À la baguette, David Yates, dont ce sont quasiment les premiers pas au cinéma (il a auparavant réalisé d'excellentes séries britanniques). Pari audacieux pour la Warner, qui confie à nouveau un film d'une telle dimension à un jeune cinéaste (après avoir engagé Alfonso Cuaron sur Harry Potter et le prisonnier d'Azkaban, le meilleur film de la série). La scène d'ouverture donne clairement raison aux producteurs : immédiatement, il semble que Yates ait su imprimer à son film un style réaliste, d'une violence sourde et froide, pour un rendu à la fois magnifique et terriblement effrayant. Entre Loach, Cuaron et Spielberg. Les pupilles se dilatent, l'intérêt croît, que l'on soit ou non un aficionado de la saga Potter.

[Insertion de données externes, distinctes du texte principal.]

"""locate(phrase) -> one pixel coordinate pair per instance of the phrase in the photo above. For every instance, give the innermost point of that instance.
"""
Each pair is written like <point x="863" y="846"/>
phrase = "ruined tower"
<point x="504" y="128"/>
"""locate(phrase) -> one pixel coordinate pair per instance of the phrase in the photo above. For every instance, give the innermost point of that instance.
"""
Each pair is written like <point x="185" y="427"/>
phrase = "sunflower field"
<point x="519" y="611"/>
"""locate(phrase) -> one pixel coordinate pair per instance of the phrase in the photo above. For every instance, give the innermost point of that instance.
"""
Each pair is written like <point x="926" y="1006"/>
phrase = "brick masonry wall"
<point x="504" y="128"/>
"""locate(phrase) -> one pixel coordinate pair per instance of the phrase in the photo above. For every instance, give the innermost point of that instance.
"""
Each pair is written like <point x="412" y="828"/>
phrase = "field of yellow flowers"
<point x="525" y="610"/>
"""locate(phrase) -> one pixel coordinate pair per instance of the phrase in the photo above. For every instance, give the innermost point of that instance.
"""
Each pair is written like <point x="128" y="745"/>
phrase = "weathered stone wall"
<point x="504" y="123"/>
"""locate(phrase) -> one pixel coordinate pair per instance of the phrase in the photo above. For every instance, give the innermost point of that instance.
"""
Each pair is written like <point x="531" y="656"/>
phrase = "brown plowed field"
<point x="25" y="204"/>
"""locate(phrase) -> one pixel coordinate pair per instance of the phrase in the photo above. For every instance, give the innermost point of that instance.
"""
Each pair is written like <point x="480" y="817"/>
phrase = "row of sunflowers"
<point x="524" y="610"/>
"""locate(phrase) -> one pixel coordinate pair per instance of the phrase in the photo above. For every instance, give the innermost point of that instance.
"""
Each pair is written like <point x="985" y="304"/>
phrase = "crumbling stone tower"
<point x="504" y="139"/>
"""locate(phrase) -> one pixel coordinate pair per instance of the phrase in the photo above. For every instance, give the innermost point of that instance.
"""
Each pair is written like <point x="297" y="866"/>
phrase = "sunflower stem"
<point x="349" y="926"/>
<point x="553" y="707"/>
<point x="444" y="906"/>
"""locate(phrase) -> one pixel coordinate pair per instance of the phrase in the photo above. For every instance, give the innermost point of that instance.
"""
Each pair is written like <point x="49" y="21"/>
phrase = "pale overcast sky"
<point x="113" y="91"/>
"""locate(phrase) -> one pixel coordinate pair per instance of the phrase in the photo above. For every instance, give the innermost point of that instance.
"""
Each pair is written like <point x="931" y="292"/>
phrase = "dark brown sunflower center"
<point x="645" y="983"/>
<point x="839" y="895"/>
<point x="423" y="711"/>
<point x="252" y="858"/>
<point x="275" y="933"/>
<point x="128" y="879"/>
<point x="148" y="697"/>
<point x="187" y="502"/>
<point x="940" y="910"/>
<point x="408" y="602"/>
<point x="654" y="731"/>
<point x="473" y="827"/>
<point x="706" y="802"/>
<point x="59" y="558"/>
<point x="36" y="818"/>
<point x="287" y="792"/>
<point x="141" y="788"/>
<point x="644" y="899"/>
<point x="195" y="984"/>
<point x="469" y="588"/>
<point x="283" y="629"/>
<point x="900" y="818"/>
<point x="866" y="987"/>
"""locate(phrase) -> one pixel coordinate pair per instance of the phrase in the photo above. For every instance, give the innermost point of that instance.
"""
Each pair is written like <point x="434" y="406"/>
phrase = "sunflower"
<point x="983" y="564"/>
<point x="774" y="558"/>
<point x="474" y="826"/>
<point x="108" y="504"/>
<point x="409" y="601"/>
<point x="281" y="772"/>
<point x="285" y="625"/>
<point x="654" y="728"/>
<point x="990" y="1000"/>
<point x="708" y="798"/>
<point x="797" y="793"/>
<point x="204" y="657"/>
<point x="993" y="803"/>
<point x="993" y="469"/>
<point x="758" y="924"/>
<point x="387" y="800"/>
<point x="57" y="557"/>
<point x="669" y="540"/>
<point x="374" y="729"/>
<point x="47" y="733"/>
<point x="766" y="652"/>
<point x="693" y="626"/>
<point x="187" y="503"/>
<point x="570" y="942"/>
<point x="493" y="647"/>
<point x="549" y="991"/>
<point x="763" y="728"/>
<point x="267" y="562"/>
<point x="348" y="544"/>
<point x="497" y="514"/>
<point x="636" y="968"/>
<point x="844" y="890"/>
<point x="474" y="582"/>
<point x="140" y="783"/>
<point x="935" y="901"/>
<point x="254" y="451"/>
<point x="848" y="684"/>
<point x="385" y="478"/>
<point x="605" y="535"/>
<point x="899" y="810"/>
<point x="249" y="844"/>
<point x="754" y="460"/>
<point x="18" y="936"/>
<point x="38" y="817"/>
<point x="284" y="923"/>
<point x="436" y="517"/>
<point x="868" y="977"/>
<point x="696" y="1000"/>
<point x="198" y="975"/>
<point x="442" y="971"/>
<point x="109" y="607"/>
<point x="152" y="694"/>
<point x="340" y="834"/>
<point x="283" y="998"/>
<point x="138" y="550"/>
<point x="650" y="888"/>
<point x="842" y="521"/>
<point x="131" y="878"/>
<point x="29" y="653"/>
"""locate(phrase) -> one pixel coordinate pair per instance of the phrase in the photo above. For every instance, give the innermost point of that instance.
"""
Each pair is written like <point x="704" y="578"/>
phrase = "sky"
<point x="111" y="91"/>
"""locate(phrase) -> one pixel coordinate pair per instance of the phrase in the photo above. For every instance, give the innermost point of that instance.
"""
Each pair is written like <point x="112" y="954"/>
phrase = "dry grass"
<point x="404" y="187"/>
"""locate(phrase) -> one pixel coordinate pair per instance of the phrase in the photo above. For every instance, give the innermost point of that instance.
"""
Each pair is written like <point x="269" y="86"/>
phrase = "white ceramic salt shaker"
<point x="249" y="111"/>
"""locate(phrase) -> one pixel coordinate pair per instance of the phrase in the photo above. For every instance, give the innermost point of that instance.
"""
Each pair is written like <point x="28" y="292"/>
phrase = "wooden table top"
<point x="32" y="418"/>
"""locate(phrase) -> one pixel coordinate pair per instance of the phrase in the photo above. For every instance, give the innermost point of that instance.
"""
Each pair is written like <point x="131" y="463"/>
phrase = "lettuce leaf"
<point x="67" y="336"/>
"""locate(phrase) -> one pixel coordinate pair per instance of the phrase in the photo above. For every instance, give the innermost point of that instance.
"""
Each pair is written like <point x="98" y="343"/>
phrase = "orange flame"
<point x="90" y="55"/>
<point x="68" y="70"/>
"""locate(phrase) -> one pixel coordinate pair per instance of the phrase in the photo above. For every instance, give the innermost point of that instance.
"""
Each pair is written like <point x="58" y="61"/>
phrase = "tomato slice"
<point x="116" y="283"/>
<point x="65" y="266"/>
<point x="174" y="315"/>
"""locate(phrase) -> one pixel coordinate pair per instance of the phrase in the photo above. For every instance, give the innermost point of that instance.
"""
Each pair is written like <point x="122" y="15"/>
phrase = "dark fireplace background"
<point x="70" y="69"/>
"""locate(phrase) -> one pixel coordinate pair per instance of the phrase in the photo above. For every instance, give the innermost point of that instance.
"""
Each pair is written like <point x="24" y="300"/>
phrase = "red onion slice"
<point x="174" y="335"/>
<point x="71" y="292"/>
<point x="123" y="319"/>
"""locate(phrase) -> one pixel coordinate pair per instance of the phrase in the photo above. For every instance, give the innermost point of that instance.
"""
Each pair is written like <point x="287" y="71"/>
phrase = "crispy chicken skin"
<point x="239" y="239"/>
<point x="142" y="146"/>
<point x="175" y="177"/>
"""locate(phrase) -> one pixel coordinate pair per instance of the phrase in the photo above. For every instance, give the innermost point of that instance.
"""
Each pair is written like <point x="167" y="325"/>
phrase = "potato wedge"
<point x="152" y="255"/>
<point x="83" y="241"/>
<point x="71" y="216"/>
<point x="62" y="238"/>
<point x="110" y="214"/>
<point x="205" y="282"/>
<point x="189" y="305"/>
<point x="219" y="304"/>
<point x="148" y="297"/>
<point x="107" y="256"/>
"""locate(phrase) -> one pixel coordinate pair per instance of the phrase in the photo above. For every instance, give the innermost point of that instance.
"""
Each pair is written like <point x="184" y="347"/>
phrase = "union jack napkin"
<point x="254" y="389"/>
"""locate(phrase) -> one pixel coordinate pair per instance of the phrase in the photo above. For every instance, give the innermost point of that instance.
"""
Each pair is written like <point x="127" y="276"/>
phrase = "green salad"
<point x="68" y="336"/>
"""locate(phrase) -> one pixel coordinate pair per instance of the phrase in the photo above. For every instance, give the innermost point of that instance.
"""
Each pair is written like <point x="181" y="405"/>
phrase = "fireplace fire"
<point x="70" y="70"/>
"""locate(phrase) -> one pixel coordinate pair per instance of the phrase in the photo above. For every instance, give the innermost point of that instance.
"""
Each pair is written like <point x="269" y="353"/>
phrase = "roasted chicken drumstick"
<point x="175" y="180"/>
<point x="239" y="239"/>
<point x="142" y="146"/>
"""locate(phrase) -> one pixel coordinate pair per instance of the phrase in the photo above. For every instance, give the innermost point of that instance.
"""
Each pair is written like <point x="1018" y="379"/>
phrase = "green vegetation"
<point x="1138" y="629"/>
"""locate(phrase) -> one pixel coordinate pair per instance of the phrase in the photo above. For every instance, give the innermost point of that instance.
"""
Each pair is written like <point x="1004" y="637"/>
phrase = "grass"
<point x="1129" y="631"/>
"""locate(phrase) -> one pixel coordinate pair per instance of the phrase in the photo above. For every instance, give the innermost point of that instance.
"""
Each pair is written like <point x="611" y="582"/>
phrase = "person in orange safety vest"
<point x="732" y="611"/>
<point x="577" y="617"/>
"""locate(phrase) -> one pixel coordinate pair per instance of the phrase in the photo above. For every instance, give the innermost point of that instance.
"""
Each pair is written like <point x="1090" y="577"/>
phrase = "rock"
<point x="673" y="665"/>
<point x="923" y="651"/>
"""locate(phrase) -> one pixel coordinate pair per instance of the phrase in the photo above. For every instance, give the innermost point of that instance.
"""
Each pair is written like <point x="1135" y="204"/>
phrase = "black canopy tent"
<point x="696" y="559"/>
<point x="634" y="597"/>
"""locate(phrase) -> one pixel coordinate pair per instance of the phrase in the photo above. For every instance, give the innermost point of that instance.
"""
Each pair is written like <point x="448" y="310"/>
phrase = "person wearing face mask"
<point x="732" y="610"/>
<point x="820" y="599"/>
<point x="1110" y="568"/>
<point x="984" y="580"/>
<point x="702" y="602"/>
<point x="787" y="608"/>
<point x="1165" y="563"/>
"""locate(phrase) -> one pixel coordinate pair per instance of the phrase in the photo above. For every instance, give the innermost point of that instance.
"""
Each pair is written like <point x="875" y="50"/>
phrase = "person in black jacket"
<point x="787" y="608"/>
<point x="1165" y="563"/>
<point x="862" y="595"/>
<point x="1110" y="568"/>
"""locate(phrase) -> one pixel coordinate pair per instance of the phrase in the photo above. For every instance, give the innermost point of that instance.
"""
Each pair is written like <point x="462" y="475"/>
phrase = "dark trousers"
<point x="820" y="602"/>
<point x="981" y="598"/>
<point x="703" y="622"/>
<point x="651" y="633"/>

La demi-heure suivante est à l'avenant : dans des décors toujours plus stupéfiants, les éléments majeurs du film se mettent en place, l'ambiance est inquiétante à souhait, et Yates insuffle au film un ton délicieusement british cadrant parfaitement avec le style de JK Rowling. C'est en fait à l'arrivée à Poudlard que les choses commencent à se gâter, pour les personnages comme pour le spectateur. Ceux qui ont lu et relu les romans nous avaient prévenu : le cinquième tome des aventures de Harry Potter est aussi le plus mauvais, un simple livre de transition doublé d'un certain manque d'inspiration de l'auteur. Résultat : en son centre, Harry Potter et l'ordre du Phenix ressemble aux Choristes version Thatcher. Cette histoire de récupération de Poudlard par le ministère de la magie aurait pu être intéressante dans le cadre d'un film unique ; au coeur d'une saga aussi ambitieuse, elle n'apparaît que comme un moyen de faire durer un peu plus, d'étirer les enjeux à l'envi. Heureusement, dans le rôle de Dolores Ombrage, celle par qui les emmerdes arrivent, Imelda Staunton livre une performance remarquable. Passant en un clin d'oeil d'une hystérie revêche à un calme angoissant, elle est le personnage-clé du film, main de fer dans un gant de velours. Elle éclipse d'ailleurs tous les personnages qui occupaient autrefois le premier plan : que les fans de Ron, Hermione, Hagrid et des autres professeurs se préparent à ronger leur frein.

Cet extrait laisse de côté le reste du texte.